Discoidin Domain Receptor 2 Regulates Fibroblast Proliferation and Migration through the Extracellular Matrix in Association with Transcriptional Activation of Matrix Metalloproteinase-2

• Published in: The Journal of biological chemistry Vol. 277; no. 5; pp. 3606 - 3613
• Main Authors: Olaso, Elvira, Labrador, Juan-Pablo, Wang, LiHsien, Ikeda, Kazuo, Eng, Francis J., Klein, Rudiger, Lovett, David H., Lin, Hsin Chieh, Friedman, Scott L.
• Format: Journal Article
• Language: English
• Published: United States Elsevier Inc 01.02.2002; American Society for Biochemistry and Molecular Biology
• Subjects: Animals; Cell Adhesion - physiology; Cell Differentiation - physiology; Cell Line; Cell Movement - physiology; Cells, Cultured; Collagen Type I - biosynthesis; Discoidin Domain Receptors; Extracellular Matrix - physiology; Fibroblasts - cytology; Genes, Reporter; Kinetics; Matrix Metalloproteinase 2 - genetics; Mice; Mice, Knockout; Phosphorylation; Receptor Protein-Tyrosine Kinases - deficiency; Receptor Protein-Tyrosine Kinases - genetics; Receptor Protein-Tyrosine Kinases - metabolism; Receptors, Mitogen - deficiency; Receptors, Mitogen - genetics; Receptors, Mitogen - metabolism; Skin - cytology; Transcriptional Activation; vinculin
• ISSN: 0021-9258; 1083-351X
• DOI: 10.1074/jbc.M107571200

Discoidin domain receptor 2 (DDR2) is a tyrosine kinase receptor expressed in mesenchymal tissues, the ligand of which is fibrillar collagen. We have compared DDR2 signaling in skin fibroblasts derived from DDR2−/− and DDR2+/− mice. Proliferation of DDR2−/−fibroblasts was significantly decreased compared with DDR2+/− cells.
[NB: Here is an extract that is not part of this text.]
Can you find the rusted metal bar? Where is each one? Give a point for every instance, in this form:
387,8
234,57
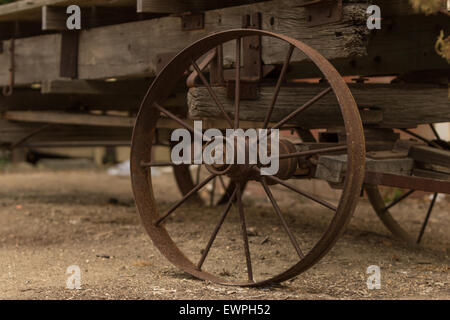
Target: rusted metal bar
407,182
DDR2−/− fibroblasts exhibited markedly impaired capacity to migrate through a reconstituted basement membrane (Matrigel) in response to a chemotactic stimulus, which correlated with diminished matrix metalloproteinase-2 (MMP-2) activity by gelatin zymography and diminished MMP-2 transcription of a minimal MMP-2 promoter. In contrast, a lack of DDR2 had no effect on cell motility or α-smooth muscle actin or vinculin expression. Additionally, expression of type I collagen was greatly reduced in DDR2−/− cells. Stable reconstitution of either wild-type DDR2 or constitutively active chimeric DDR2 in DDR2−/−cells by retroviral infection restored cell proliferation, migration through a reconstituted basement membrane (Matrigel), and MMP-2 levels to those of DDR2+/− fibroblasts. These data establish a role for DDR2 in critical events during wound repair.